Étoile. Une nuit, ils ont vu se lever l’étoile. Celui qui l’a vu le premier s’est frotté les yeux pour vérifier qu’il ne rêvait pas puis, appelant les autres, l’a reconnue avec eux : elle était là, indéniable. Elle était la réponse à leur attente mais ne leur disait pas encore comment celle-ci serait comblée. Alors, ils s’avancèrent sur une route qui, toujours nocturne, n’était déjà plus tout à fait obscure. Ils suivirent l’étoile.

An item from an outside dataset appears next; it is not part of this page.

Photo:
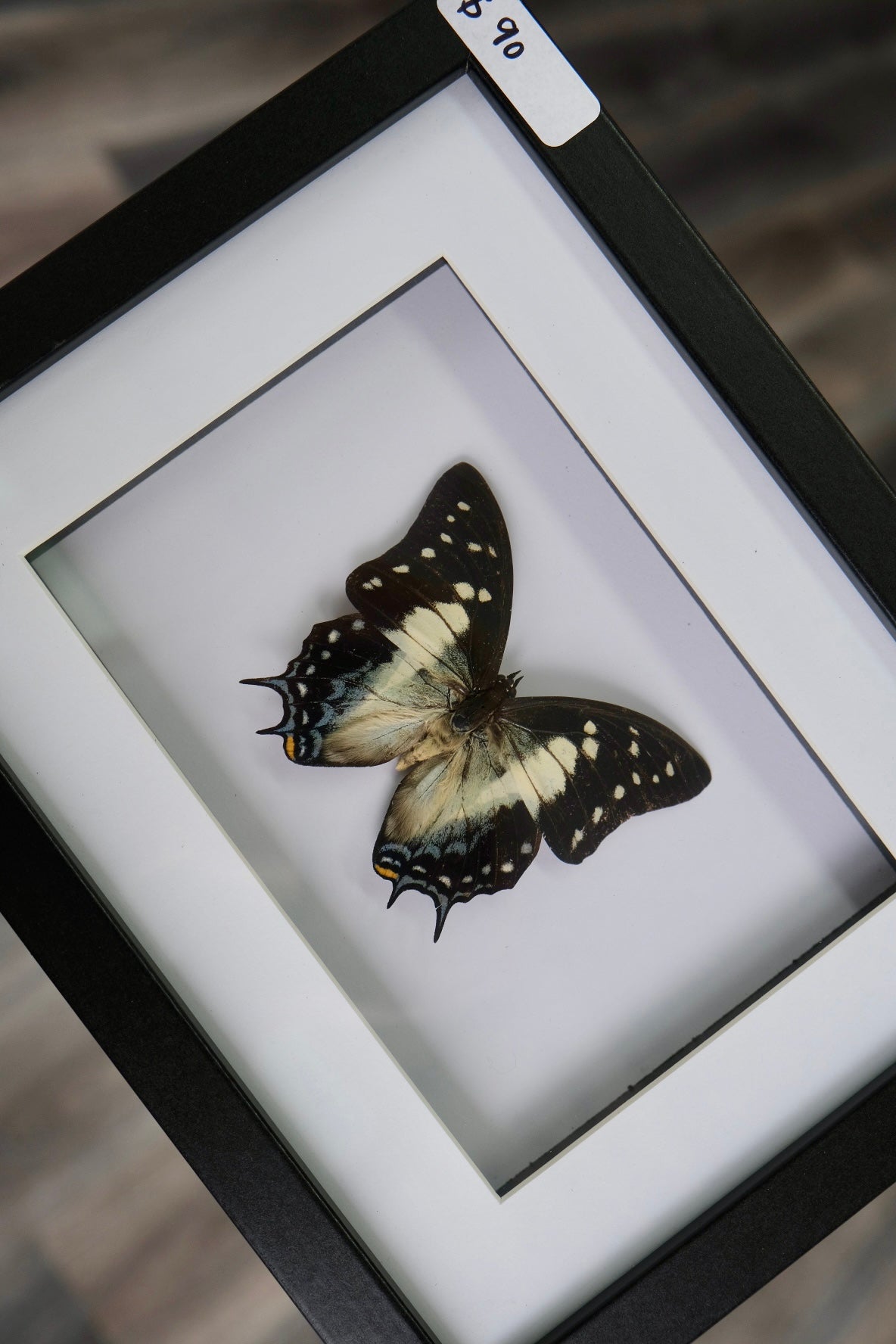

Sur le chemin, ils parlèrent, ils rêvèrent la réponse à leur attente. Or, myrrhe et encens. Ils s’équipèrent de cadeaux comme pour un roi et un Dieu. Qu’imaginaient-ils ? Quand ils comprirent que Jérusalem n’était qu’une étape et qu’il leur fallait se rendre dans un petit village de Judée, ils se défirent de leurs illusions mais sans abandonner leur espérance. L’étoile leur avait été fidèle, elle les dépouillait de ce qu’il leur restait de faux jour, elle les conduisait plus loin dans les ténèbres. Tandis que disparaissaient derrière eux les lumières de la capitale et qu’ils s’enfonçaient dans la nuit, ils ne virent plus rien qu’elle. Seul, chacun d’eux aurait peut-être cru qu’elle était un fruit de son imagination mais ils se gardaient les uns les autres dans l’espérance et continuèrent leur route insensée. 

La suivant encore, ils découvrirent en s’approchant l’inattendu qui les attendait : l’étoile était un enfant. Celui-ci ne leur dit rien ; du temps devait encore passer avant qu’il ne leur parle ; mais, déjà, il était la lumière. Amen.